What exactly do we mean by these three patterns? The argument is that, while it seems that the most appropriate way to name the persons of the Trinity is ‘Father, Son, and Spirit’, close attention to the biblical text indicates that this is an appropriate, but not the only appropriate way. ‘In every place where I cause my name to be remembered I will come to you and bless you’ (Exod 20:24): Soulen takes his hermeneutical steer from this text, for ‘[a]t bottom . . . everything the Christian canon tells us . . . is an elaboration of the patterns encoded in this verse’ (p. 134). God’s name enshrines his uniqueness, presence, and blessing. When we listen attentively to the NT witness, we become attuned to the different voices of the different divine persons.
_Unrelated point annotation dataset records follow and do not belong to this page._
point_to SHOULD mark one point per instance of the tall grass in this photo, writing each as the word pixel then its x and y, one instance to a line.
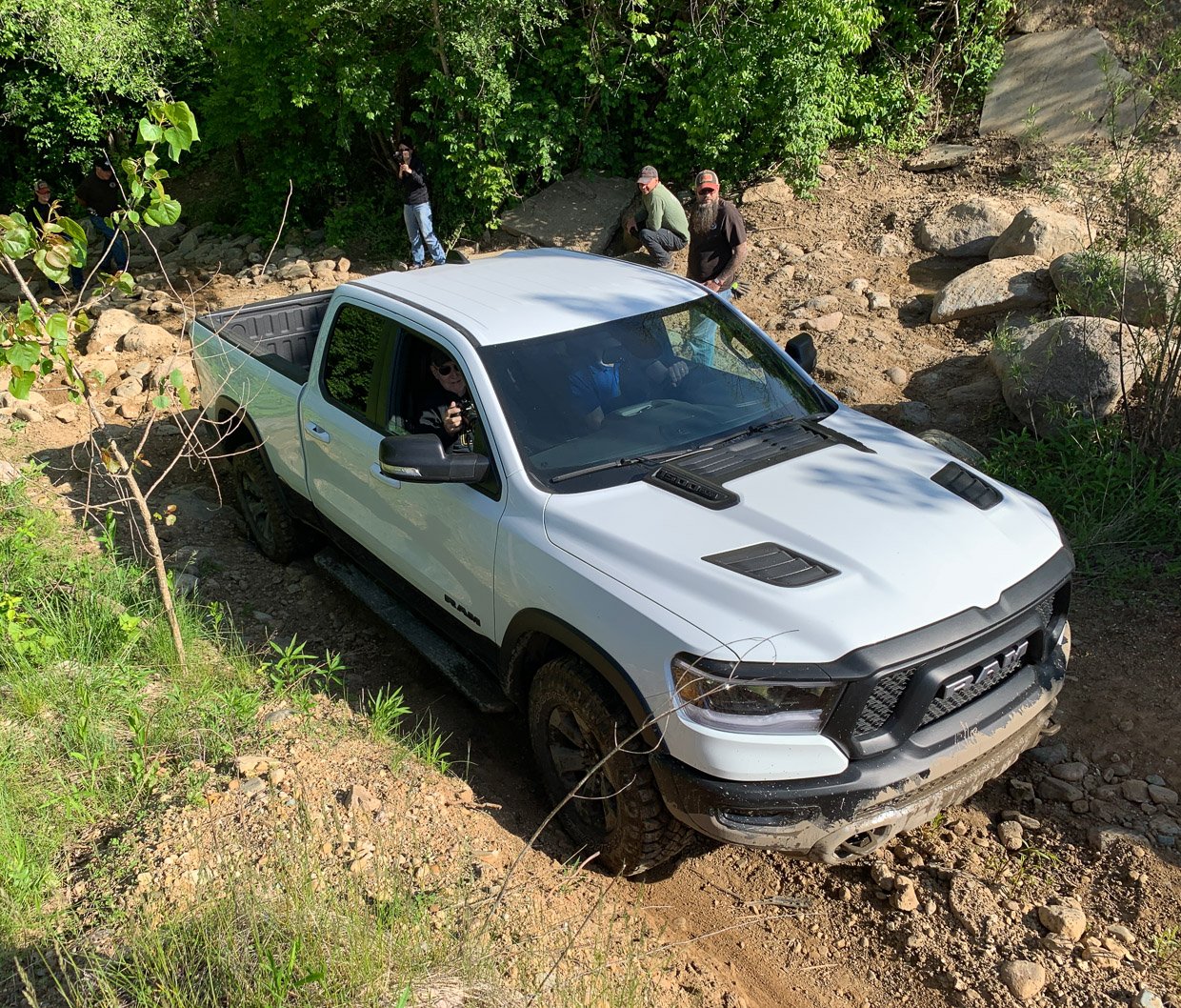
pixel 102 732
pixel 1118 505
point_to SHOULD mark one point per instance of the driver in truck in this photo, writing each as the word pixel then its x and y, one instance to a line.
pixel 447 408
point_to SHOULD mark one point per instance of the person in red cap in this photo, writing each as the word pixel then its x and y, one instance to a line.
pixel 717 247
pixel 659 221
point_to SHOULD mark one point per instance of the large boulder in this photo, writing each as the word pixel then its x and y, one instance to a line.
pixel 1075 363
pixel 1042 232
pixel 111 326
pixel 1095 284
pixel 966 230
pixel 1002 285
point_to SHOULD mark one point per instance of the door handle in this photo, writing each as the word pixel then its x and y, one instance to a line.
pixel 316 432
pixel 375 470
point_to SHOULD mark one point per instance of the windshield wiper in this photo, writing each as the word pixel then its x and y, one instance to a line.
pixel 615 463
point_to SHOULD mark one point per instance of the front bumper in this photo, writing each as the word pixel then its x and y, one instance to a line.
pixel 834 819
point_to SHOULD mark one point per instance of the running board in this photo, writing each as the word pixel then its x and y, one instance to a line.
pixel 439 654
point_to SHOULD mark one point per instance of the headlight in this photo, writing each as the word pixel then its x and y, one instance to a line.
pixel 763 698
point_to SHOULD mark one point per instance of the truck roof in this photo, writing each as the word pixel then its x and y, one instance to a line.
pixel 535 292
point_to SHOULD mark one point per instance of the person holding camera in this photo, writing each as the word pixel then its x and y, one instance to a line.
pixel 416 210
pixel 448 409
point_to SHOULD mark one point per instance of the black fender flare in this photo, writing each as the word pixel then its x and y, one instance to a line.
pixel 523 650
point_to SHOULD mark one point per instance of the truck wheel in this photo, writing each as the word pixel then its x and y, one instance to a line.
pixel 261 501
pixel 574 721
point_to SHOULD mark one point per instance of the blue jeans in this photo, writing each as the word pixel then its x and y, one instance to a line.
pixel 117 256
pixel 700 334
pixel 660 242
pixel 421 230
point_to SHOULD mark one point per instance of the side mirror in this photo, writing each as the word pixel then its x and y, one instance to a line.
pixel 421 458
pixel 802 350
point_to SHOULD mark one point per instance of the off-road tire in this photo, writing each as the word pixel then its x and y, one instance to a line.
pixel 274 530
pixel 574 714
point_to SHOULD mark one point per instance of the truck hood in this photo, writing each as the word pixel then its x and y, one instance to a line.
pixel 906 551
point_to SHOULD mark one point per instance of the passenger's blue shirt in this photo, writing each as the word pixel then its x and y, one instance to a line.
pixel 595 387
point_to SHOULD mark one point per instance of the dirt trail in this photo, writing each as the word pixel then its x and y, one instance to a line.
pixel 752 928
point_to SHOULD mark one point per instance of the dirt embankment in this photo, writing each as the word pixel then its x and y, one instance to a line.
pixel 1030 872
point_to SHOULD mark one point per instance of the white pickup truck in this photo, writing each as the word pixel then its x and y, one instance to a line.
pixel 725 601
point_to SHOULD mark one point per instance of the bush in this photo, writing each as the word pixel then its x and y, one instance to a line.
pixel 1118 505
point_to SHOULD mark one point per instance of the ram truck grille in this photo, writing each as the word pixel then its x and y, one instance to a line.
pixel 891 692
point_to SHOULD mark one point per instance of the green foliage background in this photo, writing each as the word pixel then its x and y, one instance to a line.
pixel 501 96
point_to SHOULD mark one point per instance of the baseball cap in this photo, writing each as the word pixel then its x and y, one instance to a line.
pixel 707 180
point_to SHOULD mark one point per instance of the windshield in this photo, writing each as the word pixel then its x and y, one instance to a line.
pixel 645 385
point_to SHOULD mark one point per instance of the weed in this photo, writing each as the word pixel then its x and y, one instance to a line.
pixel 387 709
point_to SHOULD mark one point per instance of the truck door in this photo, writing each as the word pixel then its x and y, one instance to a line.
pixel 442 539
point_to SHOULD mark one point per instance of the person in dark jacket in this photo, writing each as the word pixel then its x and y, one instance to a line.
pixel 101 195
pixel 447 404
pixel 416 208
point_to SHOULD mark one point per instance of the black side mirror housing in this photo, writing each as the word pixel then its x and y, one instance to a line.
pixel 421 458
pixel 802 350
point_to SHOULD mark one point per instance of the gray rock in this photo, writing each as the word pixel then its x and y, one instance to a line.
pixel 1053 790
pixel 1042 232
pixel 1061 74
pixel 1011 835
pixel 891 246
pixel 105 334
pixel 1000 285
pixel 965 230
pixel 939 157
pixel 1093 284
pixel 251 787
pixel 953 446
pixel 773 191
pixel 1161 796
pixel 1049 756
pixel 294 271
pixel 148 340
pixel 1134 790
pixel 1071 922
pixel 1069 364
pixel 278 717
pixel 1071 772
pixel 913 413
pixel 1024 978
pixel 1107 838
pixel 972 904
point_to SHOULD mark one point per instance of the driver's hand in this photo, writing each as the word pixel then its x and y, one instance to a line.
pixel 452 419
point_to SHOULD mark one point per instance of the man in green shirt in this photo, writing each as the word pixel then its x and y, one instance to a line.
pixel 659 221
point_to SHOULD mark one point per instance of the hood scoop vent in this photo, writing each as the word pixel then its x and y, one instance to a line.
pixel 772 565
pixel 966 485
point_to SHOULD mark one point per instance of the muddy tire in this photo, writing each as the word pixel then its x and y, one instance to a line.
pixel 261 501
pixel 574 721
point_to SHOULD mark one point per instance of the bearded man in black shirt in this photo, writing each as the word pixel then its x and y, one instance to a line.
pixel 101 195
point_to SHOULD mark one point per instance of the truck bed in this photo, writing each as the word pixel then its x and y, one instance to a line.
pixel 280 333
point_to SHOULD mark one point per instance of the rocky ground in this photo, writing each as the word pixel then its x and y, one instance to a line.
pixel 1058 884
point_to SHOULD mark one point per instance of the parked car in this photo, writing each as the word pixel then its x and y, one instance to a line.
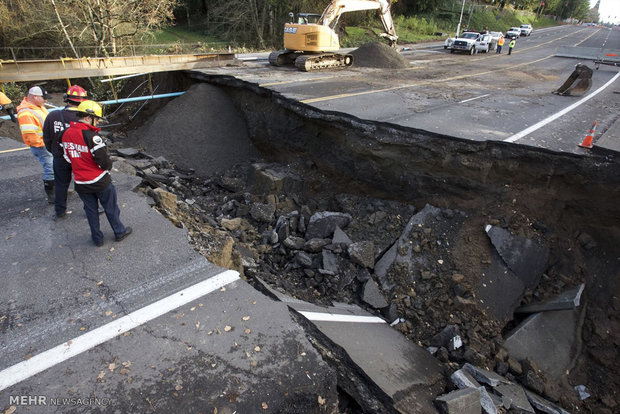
pixel 466 42
pixel 483 43
pixel 526 29
pixel 495 36
pixel 513 33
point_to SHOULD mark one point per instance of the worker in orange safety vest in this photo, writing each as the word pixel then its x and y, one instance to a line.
pixel 7 105
pixel 31 114
pixel 500 43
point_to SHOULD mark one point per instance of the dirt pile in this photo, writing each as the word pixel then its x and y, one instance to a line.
pixel 378 55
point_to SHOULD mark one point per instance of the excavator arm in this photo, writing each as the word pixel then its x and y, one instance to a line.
pixel 333 12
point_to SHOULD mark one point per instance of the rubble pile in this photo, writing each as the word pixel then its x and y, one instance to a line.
pixel 396 261
pixel 441 238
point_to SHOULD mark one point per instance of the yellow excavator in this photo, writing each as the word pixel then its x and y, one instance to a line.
pixel 311 43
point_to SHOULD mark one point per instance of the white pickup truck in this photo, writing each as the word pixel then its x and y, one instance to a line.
pixel 526 29
pixel 466 42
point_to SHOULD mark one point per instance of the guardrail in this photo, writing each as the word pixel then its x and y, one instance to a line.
pixel 70 68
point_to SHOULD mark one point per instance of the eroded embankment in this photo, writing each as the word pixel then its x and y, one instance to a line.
pixel 565 202
pixel 413 165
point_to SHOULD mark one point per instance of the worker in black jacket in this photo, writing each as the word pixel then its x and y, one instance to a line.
pixel 53 128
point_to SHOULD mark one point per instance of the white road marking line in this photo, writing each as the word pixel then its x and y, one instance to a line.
pixel 15 149
pixel 330 317
pixel 553 117
pixel 47 359
pixel 472 99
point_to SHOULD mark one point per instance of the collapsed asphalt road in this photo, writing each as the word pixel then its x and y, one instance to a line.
pixel 431 265
pixel 557 210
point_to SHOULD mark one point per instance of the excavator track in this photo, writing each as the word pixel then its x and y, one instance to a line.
pixel 309 63
pixel 282 58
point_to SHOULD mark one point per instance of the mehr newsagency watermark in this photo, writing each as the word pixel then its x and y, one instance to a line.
pixel 44 400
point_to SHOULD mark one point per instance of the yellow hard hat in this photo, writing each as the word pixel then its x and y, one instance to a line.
pixel 90 108
pixel 4 100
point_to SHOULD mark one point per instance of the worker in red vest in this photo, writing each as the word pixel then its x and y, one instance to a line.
pixel 91 165
pixel 500 43
pixel 7 105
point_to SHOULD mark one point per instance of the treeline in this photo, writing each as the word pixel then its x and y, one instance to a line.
pixel 77 28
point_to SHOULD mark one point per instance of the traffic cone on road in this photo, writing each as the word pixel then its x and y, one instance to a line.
pixel 587 142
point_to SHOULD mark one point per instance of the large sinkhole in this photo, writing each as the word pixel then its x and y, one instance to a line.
pixel 453 236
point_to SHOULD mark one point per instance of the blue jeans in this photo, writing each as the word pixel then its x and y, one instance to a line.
pixel 107 198
pixel 46 159
pixel 62 177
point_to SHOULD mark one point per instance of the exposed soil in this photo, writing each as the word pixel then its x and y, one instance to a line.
pixel 224 211
pixel 378 55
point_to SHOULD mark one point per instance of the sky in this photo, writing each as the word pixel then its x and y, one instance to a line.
pixel 609 10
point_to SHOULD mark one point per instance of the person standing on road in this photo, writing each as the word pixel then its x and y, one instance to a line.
pixel 91 165
pixel 55 125
pixel 500 43
pixel 7 105
pixel 31 114
pixel 511 45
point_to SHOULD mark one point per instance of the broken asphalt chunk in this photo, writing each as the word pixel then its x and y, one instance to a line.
pixel 463 401
pixel 567 300
pixel 484 376
pixel 547 338
pixel 514 398
pixel 525 257
pixel 373 296
pixel 322 225
pixel 543 405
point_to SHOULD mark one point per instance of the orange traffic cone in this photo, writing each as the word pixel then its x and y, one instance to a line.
pixel 587 142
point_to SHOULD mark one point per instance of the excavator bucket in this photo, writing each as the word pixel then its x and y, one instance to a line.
pixel 577 83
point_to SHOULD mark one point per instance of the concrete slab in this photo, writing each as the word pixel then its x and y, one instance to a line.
pixel 548 338
pixel 567 300
pixel 399 368
pixel 464 401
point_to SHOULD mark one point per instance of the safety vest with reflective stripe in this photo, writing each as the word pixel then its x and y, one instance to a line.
pixel 31 119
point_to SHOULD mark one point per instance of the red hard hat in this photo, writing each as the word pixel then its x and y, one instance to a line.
pixel 76 94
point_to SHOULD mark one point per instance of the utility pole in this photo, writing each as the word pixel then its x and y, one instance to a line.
pixel 458 28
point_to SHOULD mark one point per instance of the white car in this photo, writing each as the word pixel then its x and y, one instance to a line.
pixel 466 42
pixel 514 32
pixel 495 36
pixel 483 43
pixel 526 29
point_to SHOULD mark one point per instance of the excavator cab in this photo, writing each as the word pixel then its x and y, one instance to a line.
pixel 308 18
pixel 578 83
pixel 311 43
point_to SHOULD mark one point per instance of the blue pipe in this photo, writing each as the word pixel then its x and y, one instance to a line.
pixel 134 99
pixel 142 98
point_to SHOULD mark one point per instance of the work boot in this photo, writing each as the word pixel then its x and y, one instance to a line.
pixel 122 237
pixel 49 190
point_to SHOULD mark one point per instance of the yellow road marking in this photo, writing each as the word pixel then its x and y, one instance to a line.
pixel 411 85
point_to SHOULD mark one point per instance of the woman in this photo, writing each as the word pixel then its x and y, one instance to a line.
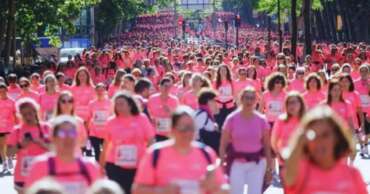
pixel 99 110
pixel 83 92
pixel 315 158
pixel 273 99
pixel 183 175
pixel 66 106
pixel 336 101
pixel 190 97
pixel 287 123
pixel 26 91
pixel 74 173
pixel 48 99
pixel 27 140
pixel 116 84
pixel 314 94
pixel 353 97
pixel 206 127
pixel 7 122
pixel 128 83
pixel 128 134
pixel 225 88
pixel 245 141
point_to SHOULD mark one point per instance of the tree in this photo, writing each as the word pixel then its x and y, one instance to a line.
pixel 30 19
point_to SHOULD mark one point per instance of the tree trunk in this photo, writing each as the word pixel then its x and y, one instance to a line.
pixel 307 26
pixel 9 30
pixel 294 28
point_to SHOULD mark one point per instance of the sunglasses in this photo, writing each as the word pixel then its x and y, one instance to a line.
pixel 23 86
pixel 247 97
pixel 65 101
pixel 71 133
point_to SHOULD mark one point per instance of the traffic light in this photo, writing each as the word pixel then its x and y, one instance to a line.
pixel 237 20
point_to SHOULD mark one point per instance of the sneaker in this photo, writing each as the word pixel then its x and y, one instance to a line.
pixel 10 163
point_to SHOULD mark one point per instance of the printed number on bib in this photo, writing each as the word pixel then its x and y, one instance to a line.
pixel 100 117
pixel 163 125
pixel 126 155
pixel 188 186
pixel 74 187
pixel 25 165
pixel 365 100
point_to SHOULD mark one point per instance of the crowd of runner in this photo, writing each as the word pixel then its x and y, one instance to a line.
pixel 161 116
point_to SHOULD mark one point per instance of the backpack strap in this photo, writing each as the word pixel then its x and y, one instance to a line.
pixel 199 113
pixel 206 155
pixel 51 166
pixel 84 172
pixel 156 153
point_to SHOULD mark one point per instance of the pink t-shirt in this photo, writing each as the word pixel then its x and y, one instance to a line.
pixel 240 85
pixel 362 87
pixel 246 133
pixel 48 104
pixel 82 96
pixel 68 174
pixel 343 109
pixel 312 99
pixel 354 99
pixel 296 85
pixel 170 167
pixel 7 115
pixel 112 90
pixel 14 92
pixel 190 99
pixel 341 179
pixel 160 111
pixel 26 155
pixel 273 105
pixel 31 94
pixel 99 113
pixel 282 131
pixel 128 137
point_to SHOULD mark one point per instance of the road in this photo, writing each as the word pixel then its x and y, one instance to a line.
pixel 6 183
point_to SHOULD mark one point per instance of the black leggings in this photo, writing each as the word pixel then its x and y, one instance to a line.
pixel 96 143
pixel 124 177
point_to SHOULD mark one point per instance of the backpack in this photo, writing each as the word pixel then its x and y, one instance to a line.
pixel 202 148
pixel 83 170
Reflecting on what we hear, we find that ‘[t]he first person declares the divine name in a way that has special affinity with the manifestation of divine uniqueness, the second with the enactment of divine presence, and the third with the bestowal of divine blessing’ (p. 164). What is striking about the way in which Soulen develops this analysis is his ability to integrate it into a profound christocentricity. He is sensitive to the claim that the christological pattern of trinitarian naming—God is Father, Son, and Spirit—should have priority and thus, in the concluding chapters of the book, examines different dimensions of Jesus Christ’s speech about God, about himself, and about the Spirit. This thesis is delivered in such a way that the volume comprises a sustained tour de force.
There are two lines of criticism that we should not leap to pursue. The first is that the very neatness of the pattern Soulen discerns makes it suspect. The author has been careful here, and we shall have to be as careful as he if we attempt a demonstration that his exegetico-theological scheme is, overall, selective and contrived. The second is that it will mandate (as, it will be supposed, the next volume is bound to reveal) undesirable and uncontrolled naming of God in the name of the pneumatological pattern detected in the Bible. Soulen is not an author who will fall easily for this.
However, that is not to say that we should forget these lines of criticism; what is required is fidelity to the adage that we look before we leap. It seems to me that he makes a more convincing case for the neglected significance of the Tetragrammaton for trinitarian theology—and this is a far-reaching accomplishment—than for either the mode or the status of the pneumatological pattern of trinitarian naming. But it is a virtue of this book that it forces us to ask ourselves whether or to what extent this is more a reflex reaction conditioned by a theology which we bring to this volume than the product of a dispassionate judgement on the basis of evidence presented in it. However impatiently we greet the reviewer’s customary truism that a review cannot do justice to the book reviewed, it just has to be reiterated in this case. In order to be clear about the substance, let alone the force, of what the author contends, we should need to read the book itself, but I doubt if it is a book that should be definitively judged after only one reading. It is difficult to imagine that fruitful trinitarian theology in the future can avoid coming to terms with at least the elements of Kendall Soulen’s proposal.
Stephen N. Williams
Stephen Williams is professor of systematic theology at Union Theological College in Belfast, Northern Ireland, and served as general editor of Themelios from 1995 to 1999.